The two operand Intel architecture does not allow the fused multiply add, so that the latency of such an operation is the latency of a multiply plus the latency of an add (and the destination register has to be one of the operands, although the other operand can be in memory, saving you a load). There are plenty of practical algorithms which benefit greatly from the fused multiply-add, for example polynomial evaluations, matrix multiplications, etc, a feature pioneered by IBM in the RS6000 series and that Intel is using in Inanium.
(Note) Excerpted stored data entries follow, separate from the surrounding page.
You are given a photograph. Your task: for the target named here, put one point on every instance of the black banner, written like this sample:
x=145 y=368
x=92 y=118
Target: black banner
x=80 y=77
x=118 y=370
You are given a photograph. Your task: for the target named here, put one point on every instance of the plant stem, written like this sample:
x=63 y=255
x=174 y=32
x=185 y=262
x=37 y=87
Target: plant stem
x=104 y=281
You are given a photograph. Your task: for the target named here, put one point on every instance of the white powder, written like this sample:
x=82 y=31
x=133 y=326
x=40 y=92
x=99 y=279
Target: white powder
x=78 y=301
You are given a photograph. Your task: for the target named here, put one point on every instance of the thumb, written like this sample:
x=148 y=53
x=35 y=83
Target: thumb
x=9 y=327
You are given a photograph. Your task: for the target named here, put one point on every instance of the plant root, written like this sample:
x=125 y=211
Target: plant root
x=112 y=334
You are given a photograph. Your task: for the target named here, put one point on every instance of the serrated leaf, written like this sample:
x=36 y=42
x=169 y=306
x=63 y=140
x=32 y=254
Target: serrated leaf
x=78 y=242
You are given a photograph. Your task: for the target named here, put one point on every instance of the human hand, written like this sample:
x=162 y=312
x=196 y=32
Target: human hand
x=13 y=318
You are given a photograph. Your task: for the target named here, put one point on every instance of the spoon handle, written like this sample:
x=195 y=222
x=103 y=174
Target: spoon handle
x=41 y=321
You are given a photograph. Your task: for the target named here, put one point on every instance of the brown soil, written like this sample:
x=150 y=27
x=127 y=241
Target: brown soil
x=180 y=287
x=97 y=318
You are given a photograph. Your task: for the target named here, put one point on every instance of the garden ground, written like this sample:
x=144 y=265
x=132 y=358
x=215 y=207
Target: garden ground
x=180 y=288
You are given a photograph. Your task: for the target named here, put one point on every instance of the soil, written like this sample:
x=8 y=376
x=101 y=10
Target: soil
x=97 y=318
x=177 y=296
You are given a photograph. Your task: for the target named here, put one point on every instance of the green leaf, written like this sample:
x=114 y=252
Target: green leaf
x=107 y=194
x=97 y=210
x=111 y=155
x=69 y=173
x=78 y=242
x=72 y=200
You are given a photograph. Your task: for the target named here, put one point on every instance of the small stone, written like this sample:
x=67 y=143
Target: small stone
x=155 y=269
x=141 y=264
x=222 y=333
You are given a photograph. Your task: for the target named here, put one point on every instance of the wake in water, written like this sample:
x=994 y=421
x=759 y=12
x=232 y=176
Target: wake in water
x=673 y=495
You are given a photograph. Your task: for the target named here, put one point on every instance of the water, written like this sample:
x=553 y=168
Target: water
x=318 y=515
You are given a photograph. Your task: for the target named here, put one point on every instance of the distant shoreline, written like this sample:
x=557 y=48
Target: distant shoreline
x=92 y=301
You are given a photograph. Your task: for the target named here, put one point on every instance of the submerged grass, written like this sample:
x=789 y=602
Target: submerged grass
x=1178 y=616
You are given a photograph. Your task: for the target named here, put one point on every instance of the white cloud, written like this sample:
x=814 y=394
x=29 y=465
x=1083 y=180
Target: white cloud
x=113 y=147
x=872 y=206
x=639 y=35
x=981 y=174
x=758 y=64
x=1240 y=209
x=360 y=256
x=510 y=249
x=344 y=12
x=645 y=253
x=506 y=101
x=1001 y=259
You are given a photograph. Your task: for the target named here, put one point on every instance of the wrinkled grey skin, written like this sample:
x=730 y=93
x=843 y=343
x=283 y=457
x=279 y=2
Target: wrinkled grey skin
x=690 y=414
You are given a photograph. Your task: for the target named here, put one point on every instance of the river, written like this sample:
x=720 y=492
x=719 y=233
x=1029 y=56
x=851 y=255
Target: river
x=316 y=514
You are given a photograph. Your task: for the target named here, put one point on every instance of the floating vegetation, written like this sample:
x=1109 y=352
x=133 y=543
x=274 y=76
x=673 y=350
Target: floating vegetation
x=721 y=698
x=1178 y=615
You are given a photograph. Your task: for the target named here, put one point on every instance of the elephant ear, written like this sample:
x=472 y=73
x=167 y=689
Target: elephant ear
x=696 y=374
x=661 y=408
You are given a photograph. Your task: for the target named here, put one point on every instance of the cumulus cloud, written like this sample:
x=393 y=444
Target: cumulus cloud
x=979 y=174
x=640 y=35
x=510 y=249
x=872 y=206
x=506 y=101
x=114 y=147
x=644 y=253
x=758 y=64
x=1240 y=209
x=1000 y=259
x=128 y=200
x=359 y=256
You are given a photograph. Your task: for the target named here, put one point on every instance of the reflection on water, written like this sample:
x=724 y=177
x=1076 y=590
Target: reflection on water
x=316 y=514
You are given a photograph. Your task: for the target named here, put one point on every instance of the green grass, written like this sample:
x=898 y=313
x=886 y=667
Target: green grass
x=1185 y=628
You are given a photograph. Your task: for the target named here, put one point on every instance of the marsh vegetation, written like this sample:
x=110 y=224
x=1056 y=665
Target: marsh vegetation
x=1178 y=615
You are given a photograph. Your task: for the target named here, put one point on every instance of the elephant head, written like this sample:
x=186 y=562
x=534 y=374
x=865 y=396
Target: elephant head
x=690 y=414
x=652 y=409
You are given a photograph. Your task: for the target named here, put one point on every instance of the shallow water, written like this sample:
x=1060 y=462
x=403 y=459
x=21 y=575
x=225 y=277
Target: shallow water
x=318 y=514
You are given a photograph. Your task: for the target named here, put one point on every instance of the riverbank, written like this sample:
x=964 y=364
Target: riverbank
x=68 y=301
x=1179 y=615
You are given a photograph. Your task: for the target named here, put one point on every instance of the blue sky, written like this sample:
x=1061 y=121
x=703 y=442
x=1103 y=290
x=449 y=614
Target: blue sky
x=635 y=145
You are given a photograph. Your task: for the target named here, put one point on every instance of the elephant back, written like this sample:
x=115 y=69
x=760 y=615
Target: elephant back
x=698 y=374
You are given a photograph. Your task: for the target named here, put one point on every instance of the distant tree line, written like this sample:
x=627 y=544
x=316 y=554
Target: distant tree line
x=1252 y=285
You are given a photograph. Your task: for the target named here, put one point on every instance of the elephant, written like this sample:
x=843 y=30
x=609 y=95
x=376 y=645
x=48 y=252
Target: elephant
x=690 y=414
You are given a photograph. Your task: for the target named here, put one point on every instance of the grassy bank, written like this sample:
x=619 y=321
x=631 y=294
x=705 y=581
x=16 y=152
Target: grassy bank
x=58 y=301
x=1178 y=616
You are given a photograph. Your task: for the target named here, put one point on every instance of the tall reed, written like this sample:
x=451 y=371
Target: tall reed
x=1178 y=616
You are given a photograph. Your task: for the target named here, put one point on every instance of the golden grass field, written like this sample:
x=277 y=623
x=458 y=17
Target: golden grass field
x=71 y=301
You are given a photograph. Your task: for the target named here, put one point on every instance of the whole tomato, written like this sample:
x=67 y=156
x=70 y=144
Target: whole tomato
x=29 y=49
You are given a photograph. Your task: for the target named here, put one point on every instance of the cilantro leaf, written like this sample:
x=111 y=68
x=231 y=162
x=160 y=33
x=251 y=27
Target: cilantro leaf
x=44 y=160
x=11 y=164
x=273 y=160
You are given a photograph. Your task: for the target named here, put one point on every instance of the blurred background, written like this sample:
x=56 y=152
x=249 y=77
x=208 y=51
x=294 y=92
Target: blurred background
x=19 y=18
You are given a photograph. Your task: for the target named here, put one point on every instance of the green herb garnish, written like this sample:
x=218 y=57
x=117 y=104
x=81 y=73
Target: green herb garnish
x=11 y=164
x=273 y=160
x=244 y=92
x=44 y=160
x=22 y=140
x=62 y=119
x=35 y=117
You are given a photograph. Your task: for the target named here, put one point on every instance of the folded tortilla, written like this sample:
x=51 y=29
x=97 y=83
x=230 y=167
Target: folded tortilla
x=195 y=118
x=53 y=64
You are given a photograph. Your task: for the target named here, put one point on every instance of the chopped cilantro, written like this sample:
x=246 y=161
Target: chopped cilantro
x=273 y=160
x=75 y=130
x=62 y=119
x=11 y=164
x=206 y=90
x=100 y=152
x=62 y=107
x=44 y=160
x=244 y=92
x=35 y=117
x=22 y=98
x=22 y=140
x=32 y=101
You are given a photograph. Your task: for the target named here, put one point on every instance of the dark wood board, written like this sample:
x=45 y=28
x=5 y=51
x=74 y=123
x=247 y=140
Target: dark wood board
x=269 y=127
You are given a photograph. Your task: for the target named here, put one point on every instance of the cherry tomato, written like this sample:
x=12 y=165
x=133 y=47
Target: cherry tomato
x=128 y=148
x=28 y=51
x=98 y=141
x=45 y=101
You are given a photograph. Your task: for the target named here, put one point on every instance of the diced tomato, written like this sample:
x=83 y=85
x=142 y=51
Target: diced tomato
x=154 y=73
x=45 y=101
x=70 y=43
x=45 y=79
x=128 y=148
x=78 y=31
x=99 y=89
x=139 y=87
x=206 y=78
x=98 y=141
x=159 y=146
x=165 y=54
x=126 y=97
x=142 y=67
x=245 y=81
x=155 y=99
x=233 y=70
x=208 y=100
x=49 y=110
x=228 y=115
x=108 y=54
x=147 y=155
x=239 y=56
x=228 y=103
And people who claim that you can do loop unrolling to hide the latencies should check their math: with only 8 registers, there is no way to hide the latencies of a multiply plus an add on a P4, while it is almost trivial on a G4 (32 registers and shorter latencies between accumulates). Furthermore many transcendental function evaluations are evaluated in libraries through polynomial approximations, which cannot be unrolled nor easily sped up: the number of coefficients is usually large enough to make the routine limited by the latency of the back to back floating point operations, but not large enough to take a divide and conquer approach.
While the G4 is clearly the better architecture (not having double precision Altivec is not that important, I consider vector processing is only worth if you can do more than 4 elemnts per vector), the memory susbystem of the P4 is far superior. Hopefully the G5 will be comparable in this area (and I can't buy a desktop Power4 system :-().